First, it’s important to explore what happens when blood stains your carpet. If it’s never happened before, you may be wondering what macabre situations would lead to blood staining your carpet.
Don’t let your imagination run wild! Bloodstains can be caused by the most common everyday injuries, including a fall or a broken nail.
When it falls onto a carpet, blood can wreak havoc on the fabric. Carpet fabric generally contains tiny little holes or pores which help with ventilation. Blood or any other spill will seep quickly and deeply into the carpet, making it harder to lift the stain.

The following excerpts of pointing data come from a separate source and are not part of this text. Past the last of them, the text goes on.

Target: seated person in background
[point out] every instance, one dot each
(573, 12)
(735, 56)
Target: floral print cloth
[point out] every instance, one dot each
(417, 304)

The hemoglobin in the blood causes it to clot and bind to any surface that it comes into contact with, which is another reason that it’s hard to remove blood stains.
If it is not cleaned up properly, blood can leave an ugly rust coloured stain on your carpet.
It’s important to note that blood can be contaminated or filled with harmful pathogens. If it is not cleaned up properly, there is a possibility that it can cause infections in others who come into contact with the bloodstain. It’s unlikely that this will happen, but it’s better to be safe!
Steps to Get a Fresh Bloodstain Off
So, if blood spills on your carpet, follow all the steps outlined to do whatever you can to stop the blood from sinking in and staining your carpet. Remember to work quickly; the faster you address the stain, the better your chances are of getting it off.
Step 1: Pull on some gloves
Since the pathogens in the blood can be dangerous, it’s better not to take any chances. Wear disposable plastic gloves before you begin to clean, making sure they don’t have any holes or tears.
Step 2: Blot the stain off with a clean cloth or paper towels
The first thing to do is to gently dab a clean white cloth or absorbent paper towel over the stain to try to lift away as much of the blood as possible. Be sure to be gentle while you’re doing this as rubbing at the stain or using a lot of friction will cause the carpet to absorb the blood.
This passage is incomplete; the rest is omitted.